Sweet prasad is offered to all visitors before entering the mandir. Once inside we were shuttled through in a casual pace allowing ample time to view the marble walls with inlay. Every surface is covered in some beautiful fashion from floral to animal motifs. We moved past the Holy Book which lies in the Durbar Sahih (Court of the Lord) . Silence, but for the priest and musicians, oozes through your body. I watched the faces of those beside me marveling at the pure magnificence we all were taking part in. To even try to compare this to the Taj Mahal seems incomprehensible. Yet, once locals learn you have visited both sites the inevitable question presents itself. “Which one is better”?

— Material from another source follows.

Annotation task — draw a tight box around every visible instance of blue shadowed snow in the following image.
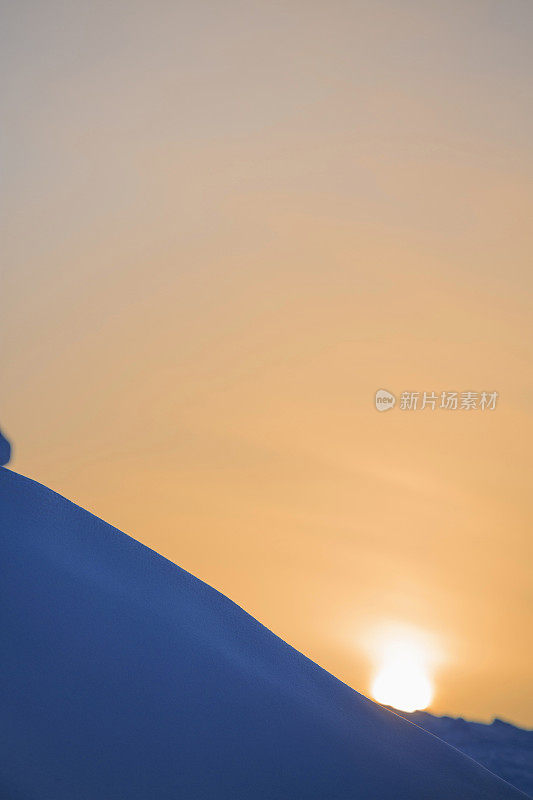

Eighteen gateways, and offshoots of lanes, complete the Golden Temple’s complex where construction began in 1589, finishing in 1601. My travel partner and I walked for hours and still felt as if we had seen only a fraction of what lied before us. Pilgrims bathing in the pool, prayer ribbons tied near the holy tree, dal and roti dispensed at a frantic pace to any who come seeking a hot meal..to see, hear and smell the Golden Temple still coexisting several hundred years after the initial vision was laid down was an unforgettable experience. To understand it fully is to see it for oneself.
Open daily, free admission. Camera allowed unless otherwise posted including Hari Mandir.